Apparent diffusion coefficient-dependent voxelwise computed diffusion-weighted imaging: An approach for improving SNR and reducingT2shine-through effects

Abstract

To introduce and evaluate a method for signal-to-noise ratio (SNR) improvement and T2 shine-through effect reduction in diffusion-weighted magnetic resonance imaging (DWI). The proposed method uses quantitative information given by the voxel apparent diffusion coefficient (ADC) to derive voxelwise-computed DWI (vcDWI). Behavior of signal intensity variations was simulated and correlated with measurements using a dedicated phantom for DWI allowing for independent adjustment of T2 -relaxivity and diffusivity. Signal-to-noise (SNR) and contrast-to-noise (CNR) ratios were measured and compared to the method of computed DWI (cDWI). Image signal was correlated with ADCs to appreciate the extent of T2 shine-through effects. Additionally, the proposed method was retrospectively applied to whole-body DWI data of 20 patients with metastatic malignancies. vcDWI was compared to cDWI and measured DWI with respect to image quality, lesion detectability, and lesion diffusivity assessment. Theoretically predicted signal intensity variations showed a high correlation with measured phantom data (r > 0.96). The proposed method yielded lower background signal intensity variation and higher contrast (+144%) and CNR (+358%) for diffusion-restricted phantom compartments than cDWI. Signal intensities of vcDWI showed an increased inverse correlation with phantom ADC values compared to cDWI (r = -0.86 vs. r = -0.73).

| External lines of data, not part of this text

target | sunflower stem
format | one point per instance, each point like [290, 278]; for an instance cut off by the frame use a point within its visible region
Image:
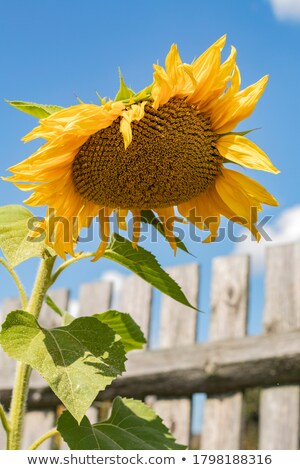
[43, 438]
[17, 282]
[23, 371]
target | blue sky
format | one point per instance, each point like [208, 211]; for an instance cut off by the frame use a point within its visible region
[53, 51]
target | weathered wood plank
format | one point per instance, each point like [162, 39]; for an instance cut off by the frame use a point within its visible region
[279, 418]
[7, 365]
[229, 300]
[279, 425]
[135, 298]
[94, 297]
[216, 367]
[178, 328]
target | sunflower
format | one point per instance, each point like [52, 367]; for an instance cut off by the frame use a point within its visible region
[162, 148]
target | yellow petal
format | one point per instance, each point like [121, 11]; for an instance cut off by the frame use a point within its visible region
[240, 150]
[136, 227]
[167, 218]
[249, 186]
[199, 64]
[134, 113]
[240, 105]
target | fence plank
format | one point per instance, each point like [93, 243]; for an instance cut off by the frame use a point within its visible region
[178, 328]
[229, 301]
[280, 406]
[94, 297]
[135, 298]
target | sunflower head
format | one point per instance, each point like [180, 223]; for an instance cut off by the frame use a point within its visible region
[163, 148]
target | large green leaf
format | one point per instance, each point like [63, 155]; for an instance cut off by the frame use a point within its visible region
[145, 265]
[77, 360]
[131, 426]
[15, 240]
[124, 325]
[149, 218]
[37, 110]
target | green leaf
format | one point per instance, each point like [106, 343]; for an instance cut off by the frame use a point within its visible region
[67, 318]
[15, 240]
[149, 218]
[77, 360]
[145, 265]
[37, 110]
[131, 426]
[124, 325]
[124, 92]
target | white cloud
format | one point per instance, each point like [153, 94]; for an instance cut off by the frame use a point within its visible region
[286, 9]
[285, 229]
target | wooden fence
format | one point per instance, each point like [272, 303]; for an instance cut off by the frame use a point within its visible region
[225, 368]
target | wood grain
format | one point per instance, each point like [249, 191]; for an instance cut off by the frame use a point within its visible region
[279, 425]
[178, 328]
[229, 301]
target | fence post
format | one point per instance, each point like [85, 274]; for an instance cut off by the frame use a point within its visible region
[178, 328]
[280, 406]
[229, 301]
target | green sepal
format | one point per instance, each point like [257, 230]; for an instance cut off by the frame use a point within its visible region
[37, 110]
[124, 92]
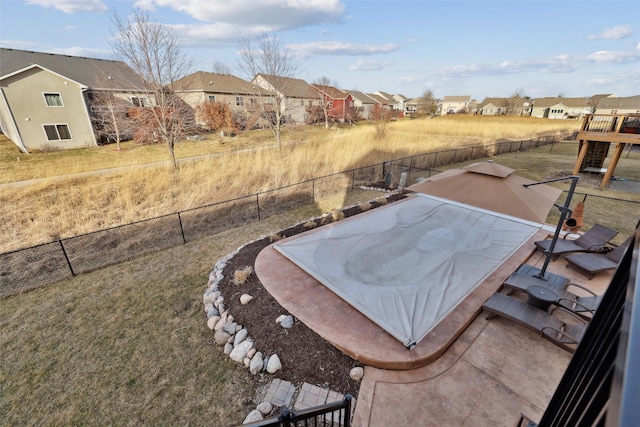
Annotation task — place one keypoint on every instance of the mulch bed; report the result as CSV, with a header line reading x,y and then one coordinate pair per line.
x,y
305,356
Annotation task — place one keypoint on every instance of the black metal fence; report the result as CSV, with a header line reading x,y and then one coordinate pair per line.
x,y
335,414
33,267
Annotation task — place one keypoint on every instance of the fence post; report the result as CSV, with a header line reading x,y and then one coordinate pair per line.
x,y
66,258
313,190
285,417
181,228
347,415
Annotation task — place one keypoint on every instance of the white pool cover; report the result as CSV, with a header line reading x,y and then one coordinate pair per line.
x,y
407,265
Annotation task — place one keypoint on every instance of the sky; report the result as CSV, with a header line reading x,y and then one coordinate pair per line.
x,y
479,48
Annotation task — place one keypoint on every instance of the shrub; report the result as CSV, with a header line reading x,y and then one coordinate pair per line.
x,y
240,276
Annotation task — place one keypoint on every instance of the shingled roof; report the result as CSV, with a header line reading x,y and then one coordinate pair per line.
x,y
290,87
98,74
331,92
213,82
628,102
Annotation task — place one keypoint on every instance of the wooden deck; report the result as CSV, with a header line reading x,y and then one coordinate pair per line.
x,y
597,133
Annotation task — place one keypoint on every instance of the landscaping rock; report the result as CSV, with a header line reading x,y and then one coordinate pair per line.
x,y
265,408
274,364
253,416
221,337
241,335
231,327
239,352
256,364
212,321
356,373
287,322
228,347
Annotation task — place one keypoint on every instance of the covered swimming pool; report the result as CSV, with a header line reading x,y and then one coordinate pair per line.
x,y
406,266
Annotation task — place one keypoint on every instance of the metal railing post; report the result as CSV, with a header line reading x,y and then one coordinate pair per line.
x,y
64,252
184,240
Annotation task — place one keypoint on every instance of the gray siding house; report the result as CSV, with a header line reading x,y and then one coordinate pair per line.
x,y
45,98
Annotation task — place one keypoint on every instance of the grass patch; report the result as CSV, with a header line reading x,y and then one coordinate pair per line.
x,y
128,344
70,205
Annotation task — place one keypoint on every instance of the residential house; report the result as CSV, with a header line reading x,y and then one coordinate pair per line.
x,y
560,108
502,106
246,101
455,104
398,101
47,101
623,105
362,103
339,104
381,103
493,107
296,95
201,86
411,107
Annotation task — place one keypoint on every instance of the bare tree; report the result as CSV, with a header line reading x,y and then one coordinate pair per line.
x,y
154,54
382,115
427,104
324,103
110,119
270,66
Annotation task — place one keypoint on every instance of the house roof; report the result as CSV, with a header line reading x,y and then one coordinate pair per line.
x,y
362,97
498,102
380,100
456,99
331,92
567,102
505,102
290,87
202,81
95,73
629,102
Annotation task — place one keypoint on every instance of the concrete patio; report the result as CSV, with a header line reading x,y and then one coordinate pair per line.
x,y
468,371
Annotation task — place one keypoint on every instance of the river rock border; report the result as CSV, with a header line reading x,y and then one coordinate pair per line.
x,y
234,338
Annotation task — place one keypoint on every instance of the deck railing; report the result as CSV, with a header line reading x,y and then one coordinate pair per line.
x,y
335,414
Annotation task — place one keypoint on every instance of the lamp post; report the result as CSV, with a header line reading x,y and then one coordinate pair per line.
x,y
564,211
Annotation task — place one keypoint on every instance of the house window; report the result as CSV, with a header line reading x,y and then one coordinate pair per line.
x,y
139,102
57,132
53,99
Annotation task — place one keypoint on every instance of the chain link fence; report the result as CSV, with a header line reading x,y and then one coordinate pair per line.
x,y
29,268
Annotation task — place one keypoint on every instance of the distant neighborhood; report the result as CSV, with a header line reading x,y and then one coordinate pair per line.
x,y
51,101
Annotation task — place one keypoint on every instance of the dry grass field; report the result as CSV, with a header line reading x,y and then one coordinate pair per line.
x,y
128,344
79,191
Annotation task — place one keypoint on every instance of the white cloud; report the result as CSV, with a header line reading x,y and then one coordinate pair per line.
x,y
368,65
341,48
562,63
71,6
614,33
86,52
277,14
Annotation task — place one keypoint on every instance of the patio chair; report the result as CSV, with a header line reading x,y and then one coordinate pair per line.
x,y
592,263
592,240
524,277
549,325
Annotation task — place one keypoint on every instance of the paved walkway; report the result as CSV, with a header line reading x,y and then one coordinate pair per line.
x,y
282,393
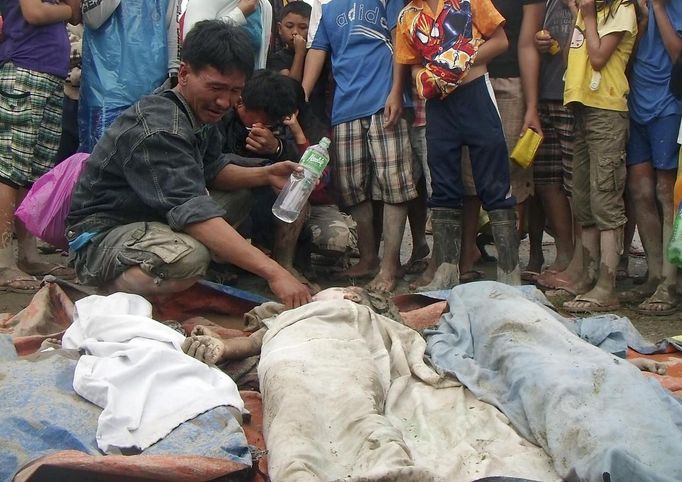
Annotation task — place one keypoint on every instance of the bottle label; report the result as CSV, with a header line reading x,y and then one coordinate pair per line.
x,y
313,161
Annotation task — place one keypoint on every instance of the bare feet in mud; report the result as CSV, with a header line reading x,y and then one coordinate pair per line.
x,y
418,262
14,280
41,268
575,284
662,302
445,277
50,344
383,282
594,301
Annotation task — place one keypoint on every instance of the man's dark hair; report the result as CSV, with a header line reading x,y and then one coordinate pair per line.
x,y
214,43
298,7
270,92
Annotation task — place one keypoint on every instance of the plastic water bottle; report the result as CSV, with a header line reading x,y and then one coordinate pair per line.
x,y
675,244
296,192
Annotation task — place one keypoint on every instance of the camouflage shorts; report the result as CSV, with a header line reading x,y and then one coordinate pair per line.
x,y
332,230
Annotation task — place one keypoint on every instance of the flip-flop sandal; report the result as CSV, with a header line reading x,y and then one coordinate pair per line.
x,y
633,296
342,276
583,304
560,292
558,285
621,274
470,276
58,271
15,285
671,308
669,305
416,266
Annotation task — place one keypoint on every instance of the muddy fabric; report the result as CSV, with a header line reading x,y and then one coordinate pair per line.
x,y
134,368
41,415
594,413
347,395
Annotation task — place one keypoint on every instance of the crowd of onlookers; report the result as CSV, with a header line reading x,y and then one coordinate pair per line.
x,y
424,102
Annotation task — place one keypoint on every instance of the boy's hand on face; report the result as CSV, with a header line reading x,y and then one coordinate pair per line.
x,y
262,141
299,43
587,8
248,6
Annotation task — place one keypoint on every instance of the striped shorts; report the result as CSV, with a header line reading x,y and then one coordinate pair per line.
x,y
372,162
554,159
30,123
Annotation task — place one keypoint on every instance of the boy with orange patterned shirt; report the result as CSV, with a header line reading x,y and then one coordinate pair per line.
x,y
448,43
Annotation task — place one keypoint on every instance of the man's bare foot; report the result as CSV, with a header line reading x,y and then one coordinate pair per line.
x,y
594,301
417,262
663,302
14,280
382,282
40,268
50,344
446,277
639,293
567,280
425,278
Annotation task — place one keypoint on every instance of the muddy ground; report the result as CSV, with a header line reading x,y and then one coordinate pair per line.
x,y
653,328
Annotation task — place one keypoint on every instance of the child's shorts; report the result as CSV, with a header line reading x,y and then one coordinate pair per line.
x,y
554,160
599,166
655,142
372,162
30,123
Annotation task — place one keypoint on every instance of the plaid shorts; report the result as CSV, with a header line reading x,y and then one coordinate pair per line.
x,y
371,162
554,160
30,123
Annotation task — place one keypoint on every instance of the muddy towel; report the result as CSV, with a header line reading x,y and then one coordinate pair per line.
x,y
595,414
347,395
134,368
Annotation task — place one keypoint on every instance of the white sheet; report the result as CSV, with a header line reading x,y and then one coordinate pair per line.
x,y
346,394
134,368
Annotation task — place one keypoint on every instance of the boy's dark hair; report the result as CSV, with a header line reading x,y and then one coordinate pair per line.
x,y
298,7
270,92
313,128
214,43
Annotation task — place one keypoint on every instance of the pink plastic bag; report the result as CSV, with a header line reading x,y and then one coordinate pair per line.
x,y
46,206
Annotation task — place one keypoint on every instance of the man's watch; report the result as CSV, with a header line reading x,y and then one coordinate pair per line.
x,y
280,147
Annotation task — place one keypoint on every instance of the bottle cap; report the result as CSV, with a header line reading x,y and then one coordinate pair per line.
x,y
314,159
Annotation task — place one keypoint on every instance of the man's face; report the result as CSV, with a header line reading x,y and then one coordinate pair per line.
x,y
293,24
209,92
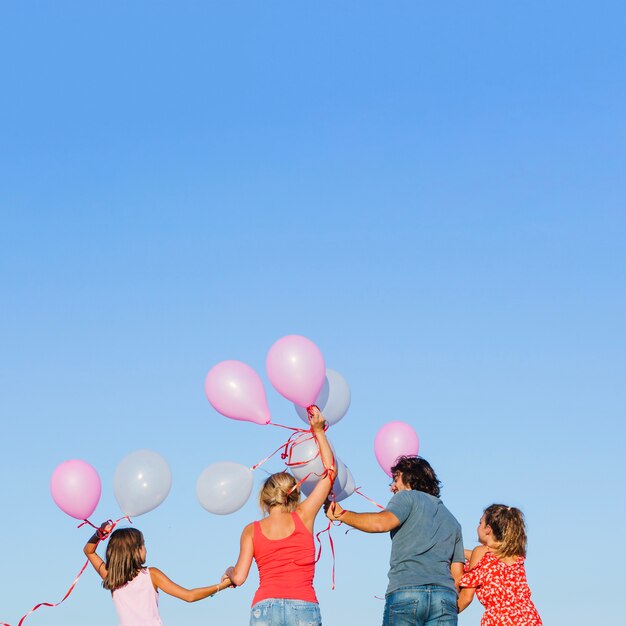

Application to patient data showed higher image quality (P < 0.001) and lesion detectability (P = 0.011) using vcDWI compared to cDWI, and higher confidence for the correct identification of diffusion-restricted lesions compared to measured DWI (80/80 vs. 60/81; P = 0.013). vcDWI is a promising approach for the reduction of T2 shine-through effects and improvement of SNR and CNR in DWI. The clinical significance of these improvements, especially regarding lesion detection, needs to be evaluated in larger prospective clinical studies.